Hong Kong Office Vacancy Hits 11.3% In July

HONG KONG – Data from real estate consultancy Colliers showed that the overall vacancy rate for Grade A office space in the Chinese territory reached 11.3 percent in July 2022, according to a report published on Thursday (8 September, SGT).

While this represents Hong Kong’s highest office vacancy level since the 2008 Global Financial Crisis as social unrest and the virus outbreak had significantly impacted the city’s economy over the past three years, eco-friendly office builds fared better.

Colliers said certified eco-friendly office buildings outperformed in terms of vacancy levels, with 79 percent of them recording a vacancy that is lower than their district average.

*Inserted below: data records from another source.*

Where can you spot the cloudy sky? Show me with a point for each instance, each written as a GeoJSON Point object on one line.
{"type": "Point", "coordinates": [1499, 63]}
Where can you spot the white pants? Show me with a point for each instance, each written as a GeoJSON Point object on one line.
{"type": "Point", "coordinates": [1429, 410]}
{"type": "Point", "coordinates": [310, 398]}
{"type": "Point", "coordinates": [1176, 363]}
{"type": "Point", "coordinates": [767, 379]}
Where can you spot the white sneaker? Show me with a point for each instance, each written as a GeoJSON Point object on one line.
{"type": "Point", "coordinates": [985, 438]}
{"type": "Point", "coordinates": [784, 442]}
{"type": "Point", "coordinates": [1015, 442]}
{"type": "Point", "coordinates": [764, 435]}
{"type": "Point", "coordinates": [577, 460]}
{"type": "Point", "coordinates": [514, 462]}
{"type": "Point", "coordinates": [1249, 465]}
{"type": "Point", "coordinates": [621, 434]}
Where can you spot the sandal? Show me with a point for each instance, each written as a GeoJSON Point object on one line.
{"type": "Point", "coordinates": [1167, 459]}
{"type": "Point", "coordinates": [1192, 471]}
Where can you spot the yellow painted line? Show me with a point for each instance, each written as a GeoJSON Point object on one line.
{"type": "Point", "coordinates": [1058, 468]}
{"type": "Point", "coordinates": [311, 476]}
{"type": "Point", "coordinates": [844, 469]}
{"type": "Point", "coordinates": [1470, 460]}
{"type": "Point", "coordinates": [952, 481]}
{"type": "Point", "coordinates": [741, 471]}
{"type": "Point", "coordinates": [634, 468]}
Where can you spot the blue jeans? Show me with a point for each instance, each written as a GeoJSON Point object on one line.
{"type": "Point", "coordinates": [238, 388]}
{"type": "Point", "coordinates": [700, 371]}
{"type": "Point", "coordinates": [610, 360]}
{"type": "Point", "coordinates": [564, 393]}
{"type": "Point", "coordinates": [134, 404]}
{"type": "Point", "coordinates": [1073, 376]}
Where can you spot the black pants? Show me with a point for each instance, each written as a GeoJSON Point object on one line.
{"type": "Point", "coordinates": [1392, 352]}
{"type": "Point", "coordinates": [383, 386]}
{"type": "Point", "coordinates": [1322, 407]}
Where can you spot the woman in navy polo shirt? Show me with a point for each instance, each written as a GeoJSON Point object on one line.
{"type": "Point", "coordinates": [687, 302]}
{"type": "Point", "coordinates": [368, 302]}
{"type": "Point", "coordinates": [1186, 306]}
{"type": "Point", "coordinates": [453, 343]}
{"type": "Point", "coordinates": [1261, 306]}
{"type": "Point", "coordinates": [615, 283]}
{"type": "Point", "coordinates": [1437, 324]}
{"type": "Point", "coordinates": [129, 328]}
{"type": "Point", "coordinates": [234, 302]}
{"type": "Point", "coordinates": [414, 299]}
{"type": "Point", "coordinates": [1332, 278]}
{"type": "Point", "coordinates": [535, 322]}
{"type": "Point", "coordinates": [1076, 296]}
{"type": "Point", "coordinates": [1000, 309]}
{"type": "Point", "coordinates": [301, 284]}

On average, sampled green office buildings had a lower vacancy of 4.3 percentage points (ppt) than non-green office towers within the same submarkets in Hong Kong.

Moreover, the preference for green office buildings appears to be growing in Hong Kong, as about 85 percent of the office supply (net floor area) for next year are certified as eco-friendly.

However, turning an office property green can be expensive. Colliers estimates that office landlords may need to spend 5 percent to 20 percent of a building’s investment value to transform it into a green asset. However, the high cost can be offset by a reduction in operating expenses once the building is completed

Meanwhile, Colliers data revealed that Hong Kong’s Grade A office rent plunged 20.6 percent in July 2022 from its historical peak in early-2019.

“We foresee 15 million sq ft of Grade A supply entering the market from 2022 to 2026. The expansion will naturally weigh on sentiment as the market struggles to digest the average of 3 million sq. ft. per year, which is still higher than 2010’s net uptake – the year of recovery from the Global Financial Crisis,” said the real estate consultancy

“We believe this new supply will take years to digest. Tenants will have a wide variety of options by then, so retaining existing tenants and attracting new occupiers becomes a headache for landlords,” added Colliers.